Article Contributed by McGuckin Enter… | Published on Tuesday, May 7, 2024

With spring in full bloom and love in the air, it’s wedding season — which makes it the perfect time for bluegrass great Rebecca Frazier’s reminder that those round symbols of a couple’s commitment are supposed to stay where they’re placed: on fingers.

In her new single, “Available,” releasing today on Compass Records, the singer-songwriter and flatpicking guitar player constructs a story of promising nuptials and a bride’s disbanded dreams, delivered as a wife’s tongue-in-cheek ode to her philandering man as he ringlessly galivants about town, touting his fabricated availability.

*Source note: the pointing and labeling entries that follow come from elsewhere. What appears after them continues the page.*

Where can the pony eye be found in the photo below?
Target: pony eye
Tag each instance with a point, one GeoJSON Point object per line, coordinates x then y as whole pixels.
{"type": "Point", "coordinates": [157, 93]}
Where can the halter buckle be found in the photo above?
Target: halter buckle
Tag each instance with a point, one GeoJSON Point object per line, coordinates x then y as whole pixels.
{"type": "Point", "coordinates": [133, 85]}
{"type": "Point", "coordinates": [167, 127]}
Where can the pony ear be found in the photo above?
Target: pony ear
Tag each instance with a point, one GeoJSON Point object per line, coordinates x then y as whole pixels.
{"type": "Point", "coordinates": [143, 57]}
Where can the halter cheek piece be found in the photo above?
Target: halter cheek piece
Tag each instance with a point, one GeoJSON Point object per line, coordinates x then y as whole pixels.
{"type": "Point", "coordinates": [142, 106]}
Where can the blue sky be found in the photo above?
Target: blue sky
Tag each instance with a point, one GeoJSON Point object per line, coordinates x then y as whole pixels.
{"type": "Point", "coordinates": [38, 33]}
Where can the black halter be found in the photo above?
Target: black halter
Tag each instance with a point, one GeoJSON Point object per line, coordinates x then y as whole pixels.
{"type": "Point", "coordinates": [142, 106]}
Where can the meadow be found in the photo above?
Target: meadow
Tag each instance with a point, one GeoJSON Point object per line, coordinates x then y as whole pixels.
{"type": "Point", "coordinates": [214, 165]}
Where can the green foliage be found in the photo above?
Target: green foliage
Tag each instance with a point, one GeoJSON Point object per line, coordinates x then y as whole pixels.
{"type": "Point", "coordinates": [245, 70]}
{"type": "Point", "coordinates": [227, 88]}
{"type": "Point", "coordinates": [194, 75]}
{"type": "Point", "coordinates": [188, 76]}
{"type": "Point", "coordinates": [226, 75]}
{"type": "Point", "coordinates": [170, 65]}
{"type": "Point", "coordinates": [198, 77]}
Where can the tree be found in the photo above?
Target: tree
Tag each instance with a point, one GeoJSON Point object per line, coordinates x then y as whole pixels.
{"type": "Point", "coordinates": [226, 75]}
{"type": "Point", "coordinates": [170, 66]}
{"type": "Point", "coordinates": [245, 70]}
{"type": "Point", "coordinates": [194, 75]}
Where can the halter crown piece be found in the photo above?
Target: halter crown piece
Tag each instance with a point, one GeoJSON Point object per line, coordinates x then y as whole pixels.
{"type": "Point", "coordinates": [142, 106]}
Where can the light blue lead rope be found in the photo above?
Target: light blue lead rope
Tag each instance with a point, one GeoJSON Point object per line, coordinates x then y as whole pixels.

“My mother unwittingly set up this song when she teased my dad for never wearing his wedding ring,” Frazier explains. “They’ve been married for 51 years, but she still jokes, ‘He’s just trying to look available.’ I realized that’s actually a very real issue in a lot of marriages. It’s fun to joke about, but it’s not so funny when you’re living it and it really is your spouse’s intent.”

But examining serious subjects with humor is a tried-and-true country tradition; in “Available,” Frazier nails it perfectly.

“As the saying goes, ‘Sometimes you gotta laugh to keep from crying.’ We’re playing it and singing it in a lighthearted way, but there’s still an element of calling out the spouse for mistreating his lady,” Frazier says, adding, “I wrote this song while sitting on a piano bench at Nashville Music Academy, where I was teaching piano. It just came into my head in one piece, both melody and lyrics. That rarely happens for me.”

Praising producer Bill Wolf, she notes, “He made it a point to highlight the irreverent, but fun nature of the song.” That wasn’t hard to capture with a studio full of willing, outstandingly able players: Trey Hensley and Shelby Means on harmonies, Sam Bush on mandolin, Stuart Duncan on fiddle, Ron Block on banjo, Josh Swift on dobro and Barry Bales on bass.

“There’s a playful feeling, as though I’m teasing the guy, but still contemptuous,” she says. “At the end, we’re all laughing as Trey insists, ‘It’s too tight!’ Even Bill chimes in with, ‘No kidding.’ It reminds me of an old-fashioned, romping country song.”

A bluegrass luminary herself, Frazier gained notoriety as the first woman to grace the cover of Flatpicking Guitar Magazine. In 2018, she also became the first woman to earn a Guitar Performer of the Year nomination from the Society for the Preservation of Bluegrass Music of America, an honor she received again in 2019. Frazier is widely known for her work with Colorado-based outfit Hit & Run, the only band to score the bluegrass-world trifecta of winning Rockygrass, Telluride and SPBGMA festival band competitions.